La razón comete entonces su gran pecado, su grave transgresión;

quiere mandar sobre el mundo y hacerlo su imagen y semejanza.

En vez de contentarse con ser contemplación de lo real, decide ser inspiración”.

 

Por eso critica a Kant, porque

el entendimiento ya no tiene que regirse por el objeto, sino el objeto por el entendimiento,

dando la espalda, junto a otros intelectuales, a pensar en las cosas, sino en el deber ser, vacío e insustancial.

 

Junto al idealismo, será muy crítico del relativismo y del racionalismo.

 

Respecto del primero, dirá que,

además de ser una contradicción, niega la fe en la verdad, que es un hecho radical de la vida humana;

además, a la postre, el relativismo se convierte

en escepticismo, y este último, en una teoría suicida.

 

En definitiva, el relativismo,

tratando de salvar la vida, renuncia a la verdad.

Por su parte, el racionalismo será un proceso justamente inverso, porque,

tratando de recuperar la verdad, renuncia a la vida.

Quedando ambas tendencias en una especie de patología intelectual, renunciando a la razón y a la vida.

 

Por esto, Ortega recupera ambos y propone como reforma: 

la razón vital, que supera a la razón pura.

 

DE LA RAZÓN PURA A LA RAZÓN VITAL

 

Su propuesta de reforma del pensamiento, además de superar

el idealismo, el escepticismo y el racionalismo, será pasar de la razón pura, instrumental y utilitaria, a la razón vital que,

junto al concepto de vida como realidad radical,

encontramos en Ortega como dos de los tópicos más importantes y uno de sus mayores aportes a la filosofía. 

 

En su crítica al racionalismo, el autor español no cae en una posición irracional; todo lo contrario, su propuesta es desde la razón.

 

En Las meditaciones del Quijote anticipaba que

el concepto no puede ser una cosa destinada a desalojar la intuición ni la impresión real;

por esto, la razón no puede sustituir la vida.

 

En su libro El tema de nuestro tiempo, afirma: 

“La razón pura tiene que ser sustituida por una razón vital,

donde aquella se localice y adquiera movilidad y fuerza de transformación”. 

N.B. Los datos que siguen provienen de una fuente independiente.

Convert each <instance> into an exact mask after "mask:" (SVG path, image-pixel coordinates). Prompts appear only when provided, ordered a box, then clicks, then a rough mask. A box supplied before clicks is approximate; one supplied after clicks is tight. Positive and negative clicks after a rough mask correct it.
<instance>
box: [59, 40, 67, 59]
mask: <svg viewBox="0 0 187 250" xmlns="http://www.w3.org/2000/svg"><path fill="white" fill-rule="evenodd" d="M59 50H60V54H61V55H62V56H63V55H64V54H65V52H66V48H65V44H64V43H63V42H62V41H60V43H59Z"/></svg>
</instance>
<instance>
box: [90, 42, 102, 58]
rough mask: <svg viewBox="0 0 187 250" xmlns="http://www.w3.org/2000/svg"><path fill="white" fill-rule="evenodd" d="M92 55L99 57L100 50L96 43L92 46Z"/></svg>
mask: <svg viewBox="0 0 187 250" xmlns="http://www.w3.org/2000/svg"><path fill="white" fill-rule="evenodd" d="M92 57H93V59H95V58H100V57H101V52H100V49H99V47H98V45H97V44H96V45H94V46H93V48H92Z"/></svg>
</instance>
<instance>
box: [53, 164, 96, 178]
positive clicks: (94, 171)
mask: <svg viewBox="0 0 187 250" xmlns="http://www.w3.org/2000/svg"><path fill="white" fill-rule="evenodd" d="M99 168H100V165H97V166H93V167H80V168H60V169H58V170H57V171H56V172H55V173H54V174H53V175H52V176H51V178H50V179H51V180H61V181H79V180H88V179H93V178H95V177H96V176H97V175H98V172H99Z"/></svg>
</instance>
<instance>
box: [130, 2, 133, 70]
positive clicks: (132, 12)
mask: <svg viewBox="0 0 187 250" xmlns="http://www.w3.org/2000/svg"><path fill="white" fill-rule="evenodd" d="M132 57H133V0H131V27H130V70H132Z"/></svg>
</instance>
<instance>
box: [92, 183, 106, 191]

Como se puede leer, al sustantivo razón le adjuntó el adjetivo vital.

 

Por todo esto, el pensar para Ortega será

poner ante nuestra individualidad las cosas según ellas,

siendo su misión reflejar ese mundo, acomodarse a ellas de uno u otro modo.

Por eso: 

“…pensar es pensar la verdad, como digerir es asimilar los manjares”.

* El autor es docente universitario UM - UNCuyo.